Chinese oil firm CNOOC is ready to hold talks with takeover target Unocal and the US government about its $18.5bn (£9.8bn) bid for the US group.
CNOOC has offered to leave some Unocal assets under US control
The group said it hoped the offer of talks would address concerns about its bid for the ninth biggest US oil firm.
CNOOC tabled its bid for Unocal on Thursday - triggering a bidding war with prospective buyer Chevron.
Unocal has said it will consider the Chinese bid, but added it remained committed to Chevron's lower $18bn bid.
The group also said it had received permission from Chevron to talk to CNOOC about its proposed bid.

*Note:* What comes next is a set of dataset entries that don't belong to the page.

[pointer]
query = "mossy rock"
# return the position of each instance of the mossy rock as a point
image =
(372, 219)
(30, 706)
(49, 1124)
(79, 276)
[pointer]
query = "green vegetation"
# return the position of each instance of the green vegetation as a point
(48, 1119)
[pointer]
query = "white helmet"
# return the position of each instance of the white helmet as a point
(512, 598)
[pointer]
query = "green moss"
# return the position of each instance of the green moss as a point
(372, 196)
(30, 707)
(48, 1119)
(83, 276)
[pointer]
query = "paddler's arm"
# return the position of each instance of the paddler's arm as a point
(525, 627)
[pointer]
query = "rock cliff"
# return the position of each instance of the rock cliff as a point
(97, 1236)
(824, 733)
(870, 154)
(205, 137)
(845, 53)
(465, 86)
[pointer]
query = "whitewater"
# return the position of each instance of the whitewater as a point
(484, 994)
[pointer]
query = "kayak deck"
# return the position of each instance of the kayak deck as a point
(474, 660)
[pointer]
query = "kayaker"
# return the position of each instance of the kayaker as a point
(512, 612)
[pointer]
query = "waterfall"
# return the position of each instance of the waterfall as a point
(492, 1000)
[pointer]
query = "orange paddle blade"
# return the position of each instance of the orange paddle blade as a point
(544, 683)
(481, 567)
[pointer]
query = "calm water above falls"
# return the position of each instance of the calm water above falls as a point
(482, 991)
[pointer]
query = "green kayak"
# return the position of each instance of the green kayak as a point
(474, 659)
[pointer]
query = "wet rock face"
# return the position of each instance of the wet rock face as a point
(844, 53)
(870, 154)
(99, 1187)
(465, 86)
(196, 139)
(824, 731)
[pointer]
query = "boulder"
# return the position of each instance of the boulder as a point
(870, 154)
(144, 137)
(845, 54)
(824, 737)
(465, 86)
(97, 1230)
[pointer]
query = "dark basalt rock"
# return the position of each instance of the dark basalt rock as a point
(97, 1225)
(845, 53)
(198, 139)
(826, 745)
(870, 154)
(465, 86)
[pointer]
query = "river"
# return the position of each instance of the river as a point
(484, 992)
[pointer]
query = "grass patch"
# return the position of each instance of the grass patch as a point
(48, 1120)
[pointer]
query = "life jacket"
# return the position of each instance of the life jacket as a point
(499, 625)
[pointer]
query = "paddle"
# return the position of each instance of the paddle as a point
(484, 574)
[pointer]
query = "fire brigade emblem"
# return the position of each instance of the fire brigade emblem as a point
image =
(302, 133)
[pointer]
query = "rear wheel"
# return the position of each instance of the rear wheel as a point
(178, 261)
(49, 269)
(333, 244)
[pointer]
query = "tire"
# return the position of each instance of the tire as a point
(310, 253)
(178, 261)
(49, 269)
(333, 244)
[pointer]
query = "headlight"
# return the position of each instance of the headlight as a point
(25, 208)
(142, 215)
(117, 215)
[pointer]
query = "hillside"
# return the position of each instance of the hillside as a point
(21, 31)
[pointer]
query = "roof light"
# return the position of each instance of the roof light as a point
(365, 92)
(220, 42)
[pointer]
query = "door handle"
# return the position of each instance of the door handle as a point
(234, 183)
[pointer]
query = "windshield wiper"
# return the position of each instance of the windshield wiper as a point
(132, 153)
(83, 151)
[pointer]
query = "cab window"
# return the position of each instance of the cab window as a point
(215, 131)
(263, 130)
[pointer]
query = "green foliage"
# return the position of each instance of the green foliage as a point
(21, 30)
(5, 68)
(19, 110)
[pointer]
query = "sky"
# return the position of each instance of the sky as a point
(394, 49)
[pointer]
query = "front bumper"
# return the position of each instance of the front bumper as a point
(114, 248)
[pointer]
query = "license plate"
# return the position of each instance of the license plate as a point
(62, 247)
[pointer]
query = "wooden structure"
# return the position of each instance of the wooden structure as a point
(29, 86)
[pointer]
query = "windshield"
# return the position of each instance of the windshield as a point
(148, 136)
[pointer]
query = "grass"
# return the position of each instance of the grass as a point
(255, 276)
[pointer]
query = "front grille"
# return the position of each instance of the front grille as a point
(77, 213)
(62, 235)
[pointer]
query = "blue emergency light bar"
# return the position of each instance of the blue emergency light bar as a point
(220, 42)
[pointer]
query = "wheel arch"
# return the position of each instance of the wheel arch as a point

The Chinese group is hoping its all cash proposal will win out over Chevron's cash and share offer.
However, it is facing a number of hurdles that could mean lengthy delays, and kill off the deal.
Four members of Congress have urged the US government to review the security implications of allowing a Chinese state-controlled firm to take control of the firm - a process that would be examined by the Committee on Foreign Investment in the US (CFIUS).
But CNOOC has moved to allay those fears by saying it is willing to discuss selling some Unocal assets and allow US management to run others.
"We are fully prepared to participate in a CFIUS (Committee on Foreign Investment in the US) review of the transaction and we have proactively made assurances to Unocal to address concerns relating to energy security and ownership of Unocal assets located in the United States," CNOOC chief executive Fu Chengyu said in a statement.
"Substantially all of the oil and gas produced by Unocal in the US will continue to be sold in the US," Mr Fu added.
However, while noting that 70% of the group's oil and gas assets were in Asia he declined to say what plans CNOOC had for them.
Meanwhile, in an effort to take advantage of any delays in the Chinese bid, Chevron has moved its timetable for the takeover forward to August.
"Given the regulatory hurdles and longer approval time, the 9% premium may not be enough incentive for Unocal to terminate the Chevron agreement," Bruce Edwards, analyst at AG Edwards, said in a research note - adding he was confident Chevron would win out in the takeover tussle.